This week will provide some data to help traders get a sense of the stability of New Zealand’s economy, which has been a bastion for inflation and positive economic surprises. Given the possible volatility of the USDollar, the NZ Dollar may be played against other currencies such as AUDNZD on a bounce higher that would provide better levels to sell before an attempt is made to break below parity. Another cross that garnered attention last week was NZDCAD, which got rather close to all-time highs.

The data docket was nearly mute in NZ last week aside from a positive milk auction that attributed to the early week rise. The GDT index was up 7.7%, and the benchmark whole milk powder was up 3.7%. Next week will provide growth and inflation readings components that could allow NZD volatility to rise. Monday will provide MoM Food Prices, which is in focus given New Zealand’s commodity focused economy, and Thursday will provide BusinessNZ Manufacturing PMI and GDP readings.

The New Zealand Dollar could continue to hold up relatively well even in a possible risk-off environment. For this to take place, the data needs to hold up well and next week should allow us to see whether the NZD outpaces other high-yielders.

NZDUSD Sentiment Shows Retail Continues To Fight Yearly Highs

If the Global Yield Hunt Remains, So Does Kiwi’s Upside

Data source: Speculative Sentiment Index, Chart Source: Python.
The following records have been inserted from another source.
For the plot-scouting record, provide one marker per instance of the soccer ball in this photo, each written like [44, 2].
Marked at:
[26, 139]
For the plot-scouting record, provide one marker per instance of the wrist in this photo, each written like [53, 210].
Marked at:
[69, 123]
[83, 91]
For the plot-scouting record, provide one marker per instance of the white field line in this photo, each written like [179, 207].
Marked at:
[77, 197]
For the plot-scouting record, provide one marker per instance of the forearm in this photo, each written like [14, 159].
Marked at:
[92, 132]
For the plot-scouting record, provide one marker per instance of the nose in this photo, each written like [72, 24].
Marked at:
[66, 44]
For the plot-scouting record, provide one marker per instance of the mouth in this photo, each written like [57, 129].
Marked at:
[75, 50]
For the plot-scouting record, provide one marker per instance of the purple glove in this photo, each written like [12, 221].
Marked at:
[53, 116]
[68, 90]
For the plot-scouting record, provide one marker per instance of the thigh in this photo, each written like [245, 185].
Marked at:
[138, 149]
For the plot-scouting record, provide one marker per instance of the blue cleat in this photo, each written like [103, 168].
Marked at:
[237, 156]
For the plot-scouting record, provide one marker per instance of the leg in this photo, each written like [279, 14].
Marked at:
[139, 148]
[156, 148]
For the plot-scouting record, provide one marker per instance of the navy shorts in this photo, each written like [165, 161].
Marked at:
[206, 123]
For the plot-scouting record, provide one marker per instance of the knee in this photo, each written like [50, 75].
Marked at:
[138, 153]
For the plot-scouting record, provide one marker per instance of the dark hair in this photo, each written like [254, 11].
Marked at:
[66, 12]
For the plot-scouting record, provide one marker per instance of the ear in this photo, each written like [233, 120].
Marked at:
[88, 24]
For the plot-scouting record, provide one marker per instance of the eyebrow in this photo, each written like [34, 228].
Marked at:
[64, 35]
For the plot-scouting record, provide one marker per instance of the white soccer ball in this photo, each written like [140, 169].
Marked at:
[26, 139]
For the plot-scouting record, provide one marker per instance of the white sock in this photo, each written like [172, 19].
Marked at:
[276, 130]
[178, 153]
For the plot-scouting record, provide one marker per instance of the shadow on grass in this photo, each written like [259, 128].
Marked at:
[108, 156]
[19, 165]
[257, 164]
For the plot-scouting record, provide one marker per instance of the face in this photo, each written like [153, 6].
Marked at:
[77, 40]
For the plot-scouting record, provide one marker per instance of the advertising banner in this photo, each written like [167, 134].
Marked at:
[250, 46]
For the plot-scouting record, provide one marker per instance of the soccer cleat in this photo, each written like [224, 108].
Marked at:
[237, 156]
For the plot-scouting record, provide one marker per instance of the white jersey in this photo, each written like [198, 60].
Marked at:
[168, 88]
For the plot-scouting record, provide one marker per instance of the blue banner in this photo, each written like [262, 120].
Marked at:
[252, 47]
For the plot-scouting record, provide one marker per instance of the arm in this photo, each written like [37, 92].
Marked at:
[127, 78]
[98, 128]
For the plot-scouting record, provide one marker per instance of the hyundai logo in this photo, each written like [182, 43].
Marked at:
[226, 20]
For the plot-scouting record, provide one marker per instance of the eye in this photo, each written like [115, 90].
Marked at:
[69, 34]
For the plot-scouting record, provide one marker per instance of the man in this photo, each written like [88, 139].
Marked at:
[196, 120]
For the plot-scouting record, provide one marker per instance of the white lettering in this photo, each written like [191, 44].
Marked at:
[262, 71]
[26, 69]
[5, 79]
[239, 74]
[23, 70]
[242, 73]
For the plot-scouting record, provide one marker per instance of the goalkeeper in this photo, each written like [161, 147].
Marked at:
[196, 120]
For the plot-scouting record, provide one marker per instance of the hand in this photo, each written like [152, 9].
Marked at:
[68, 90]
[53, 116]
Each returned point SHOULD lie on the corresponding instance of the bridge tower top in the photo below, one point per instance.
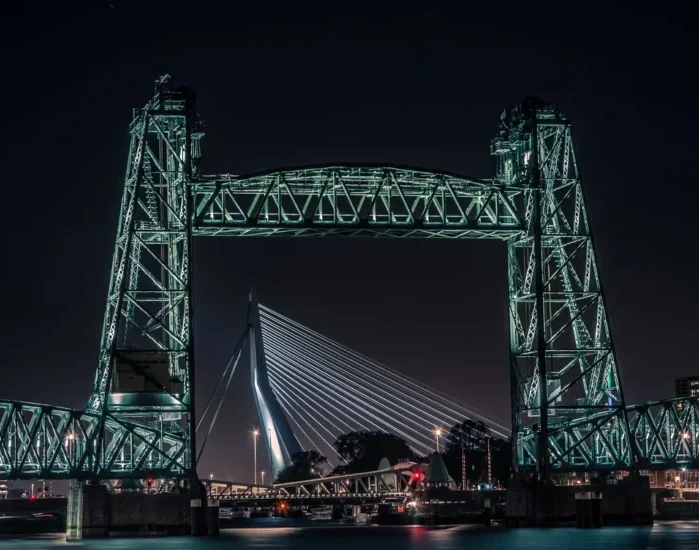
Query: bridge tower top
(512, 146)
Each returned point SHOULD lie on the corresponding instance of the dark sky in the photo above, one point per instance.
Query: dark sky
(282, 87)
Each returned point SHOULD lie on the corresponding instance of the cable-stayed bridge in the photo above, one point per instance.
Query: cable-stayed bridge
(326, 389)
(569, 411)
Prepared by DailyFX Team

The ratio of long to short positions in the NZDUSD stands at -1.97 as 34% of traders are long. Yesterday the ratio was -3.37; 23% of open positions were long. Long positions are 26.2% higher than yesterday and 9.2% above levels seen last week. Short positions are 26.2% lower than yesterday and 1.9% below levels seen last week. Open interest is 14.2% lower than yesterday and 0.4% below its monthly average.

We use our SSI as a contrarian indicator to price action, and the fact that the majority of traders are short gives signal that the NZDUSD may continue higher. The trading crowd has grown less net-short from yesterday and last week. The combination of current sentiment and recent changes gives a further mixed trading bias.